Gastrointestinal diseases encompass a wide spectrum of inflammatory and neoplastic conditions. They may be chronic as well as acute disorders. Recently, significant progress in the diagnostic and therapeutic field has been noted. A higher number of patients can now be treated using less invasive endoscopic and radiologic approaches, such as endoscopic prosthesis for biliary and pancreatic strictures and fistulas, endoscopic cystogastrostomy for post-inflammatory pancreatic pseudocysts, and endoscopic necrosectomy for pancreatic necrosis. On the other hand, some patients require advanced surgery, including open, laparoscopic, and robotic approaches. In recent years, complex surgical procedures, including esophageal, gastric, bowel, pancreatic, and hepatic resections for gastrointestinal neoplasms, have been evaluated.

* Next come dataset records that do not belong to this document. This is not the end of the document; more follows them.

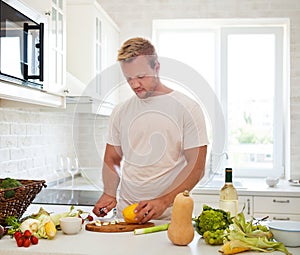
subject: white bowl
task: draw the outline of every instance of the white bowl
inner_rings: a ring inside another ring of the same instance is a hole
[[[270,221],[268,226],[276,241],[288,247],[300,246],[300,221]]]
[[[64,217],[59,219],[61,230],[67,235],[77,234],[82,228],[82,219],[79,217]]]
[[[268,184],[269,187],[275,187],[278,182],[279,182],[278,177],[267,177],[266,178],[266,183]]]

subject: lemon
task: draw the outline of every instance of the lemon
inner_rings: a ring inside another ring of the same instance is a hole
[[[135,220],[136,213],[134,212],[134,209],[137,207],[137,205],[138,204],[136,203],[124,208],[122,213],[126,223],[137,223]]]

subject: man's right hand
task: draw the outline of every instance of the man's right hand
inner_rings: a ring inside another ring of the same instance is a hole
[[[94,206],[93,213],[98,217],[104,217],[117,205],[115,197],[103,193]]]

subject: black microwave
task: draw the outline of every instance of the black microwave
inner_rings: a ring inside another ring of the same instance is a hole
[[[0,81],[43,89],[45,19],[18,0],[0,3]]]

In addition, techniques for interventional radiological procedures, such as percutaneous drainage of biliary tract and intra-abdominal abscess, transarterial embolization, and stent graft implantation for visceral true and post-inflammatory and postoperative pseudoaneurysms, have improved. Due to advances in multimodal oncological management, including chemotherapy, radiotherapy, immunotherapy, and complex multivisceral surgery (including venous and arterial concomitant resections), radical treatment leading to better prognosis and longer survival may be possible for an increasing number of patients.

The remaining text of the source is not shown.